MISSIONS
When Money Talks, Should Public Radio Listen?
BY
JUDITH HEPBURN BLANK
Christopher
Lydon, the popular host of the National Public Radio program The
Connection, lost his job this March in a public and acrimonious
stand-off with WBUR, the Boston station that produces the show,
over his demand for a very big piece of The Connection's
pie. The dispute has raised anew the thorny questions about who
owns public radio, how it should be funded, and what, ultimately,
its mission is -- or ought to be.
Describing
themselves as "venture broadcasters," Lydon and his senior producer,
Mary McGrath, demanded half of all future revenues generated by
The Connection, including money anticipated from underwriting
fees and Internet syndication. WBUR's station manager, Jane Christo,
refused to make the deal, pointing out that the program was created
by and is owned by WBUR, which had hired Lydon. But most important,
Christo said, she couldn't reconcile Lydon's and McGrath's demands
with public radio's mission. At one point, during the months of
negotiations that ultimately failed, she offered them hefty salary
increases and bonuses: Lydon was to go from $175,000 to $330,000
and McGrath was to jump from $100,000 to $215,000, over the next
few years.
In
public radio those figures are astronomical, several days' worth
of on-air fundraising marathons at some larger stations. The whole
affair is another sign of a new entrepreneurial spirit that seems
antithetical to public radio's original purposes -- to serve a
variety of communities and provide alternatives to market-driven
commercial broadcasting. How did this change come about?
Since
1994, when Newt Gingrich launched the Republican assault on public
broadcasting, hoping to do away with it entirely, the amount of
government funding has decreased significantly. Forced (like public
television) to find other sources of revenue, NPR, Public Radio
International (PRI), and member stations have turned increasingly
to corporate underwriters. Under looser regulations, these corporate
sponsors no longer pay for just an on-air mention, but buy "enhanced
underwriting credits," which plug a company, or a hospital, or
even a veterinary clinic, with everything except a "call to action"
that would explicitly tell listeners to go out and make a purchase.

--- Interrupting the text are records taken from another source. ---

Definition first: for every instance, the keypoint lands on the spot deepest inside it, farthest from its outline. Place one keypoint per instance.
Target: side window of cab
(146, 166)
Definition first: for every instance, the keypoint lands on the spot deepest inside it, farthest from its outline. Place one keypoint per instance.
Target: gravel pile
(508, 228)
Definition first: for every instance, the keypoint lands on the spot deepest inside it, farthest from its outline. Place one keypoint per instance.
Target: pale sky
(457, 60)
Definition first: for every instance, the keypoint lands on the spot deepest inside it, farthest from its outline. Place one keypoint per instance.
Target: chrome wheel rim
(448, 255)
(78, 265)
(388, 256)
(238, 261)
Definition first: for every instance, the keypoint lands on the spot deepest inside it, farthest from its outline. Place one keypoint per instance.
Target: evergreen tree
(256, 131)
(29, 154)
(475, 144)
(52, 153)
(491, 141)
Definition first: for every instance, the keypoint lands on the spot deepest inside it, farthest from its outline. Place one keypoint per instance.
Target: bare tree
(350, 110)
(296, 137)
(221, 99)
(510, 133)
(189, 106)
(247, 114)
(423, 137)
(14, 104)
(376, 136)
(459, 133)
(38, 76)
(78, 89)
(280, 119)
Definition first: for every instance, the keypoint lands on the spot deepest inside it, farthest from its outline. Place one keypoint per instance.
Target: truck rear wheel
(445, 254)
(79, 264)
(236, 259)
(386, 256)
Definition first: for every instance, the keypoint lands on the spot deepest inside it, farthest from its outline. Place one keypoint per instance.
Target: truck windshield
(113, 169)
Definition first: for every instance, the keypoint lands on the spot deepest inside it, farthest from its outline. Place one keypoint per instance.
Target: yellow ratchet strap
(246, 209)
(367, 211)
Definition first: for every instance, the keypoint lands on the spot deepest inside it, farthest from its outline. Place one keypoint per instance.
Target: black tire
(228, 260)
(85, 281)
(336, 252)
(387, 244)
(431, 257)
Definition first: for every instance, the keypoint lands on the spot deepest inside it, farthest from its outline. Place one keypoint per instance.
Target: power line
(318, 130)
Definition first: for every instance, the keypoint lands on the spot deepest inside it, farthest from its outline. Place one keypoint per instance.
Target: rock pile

Enhanced underwriting is bringing in cash. Lots of it.
At
WBUR, a huge chunk of revenue now comes from underwriting, some
$7 million a year, or 46 percent of the station's budget. Another
45 percent still comes directly from listeners. The remaining
funding comes from foundations and the Corporation for Public
Broadcasting, the entity set up by The Public Broadcasting Act
of 1967 to act as a conduit to provide government money to public
television and radio -- and to keep it free of market pressures.
But
market pressures seem to be at work. At New York's WNYC, where
the head of underwriting calls the listeners the "Tiffany audience,"
the rates the station charges for commercial spots -- I mean,
enhanced underwriting credits -- were raised nine times in less
than three years. Well, public radio needs money, so what's the
problem? Says Larry Josephson, president of the Radio Foundation
and an independent producer: "This is an eruption of whether we're
a business to reel in numbers and money or whether we're a cause."
In
this new, money-driven public radio culture, local stations want
the prestige and the revenues that producing a nationally syndicated
program brings. The trend is to play it safe and to provide certain
ratings-builders based on demographics, focus groups, and attempts
at cloning successful programs. The producer of one nationally
distributed program was told that in order to increase the number
of stations carrying it, the program would have to change its
format, and some of its content, because the program was "foreground"
listening. Apparently, "background listening" is less risky.
Certainly
excellent programs endure throughout public radio. And new programs
continue to come along that are wonderful. But as more and more
programs are interrupted with breaks for funding and underwriting
credits, the "underwriting anxiety" that research has identified
can lead listeners to stop pledging money to their stations. Worse,
the reliance on numbers can change the very nature of public radio.
It raises the specter that programmers will not take risks in
developing or broadcasting anything that is not assured of a large
number of listeners. It inhibits creativity.
Public
radio should be supported by listeners, by some foundation money,
and by a tax on commercial licenses. And revenues from corporate
underwriting or sales of program-related items, like cassettes
and books, should be plowed back into programming to ensure the
high standards and variety of programs that the audience craves.
Public radio should remain public.
Judith Hepburn Blank has worked in public and commercial
broadcasting as a producer and host for more than twenty years.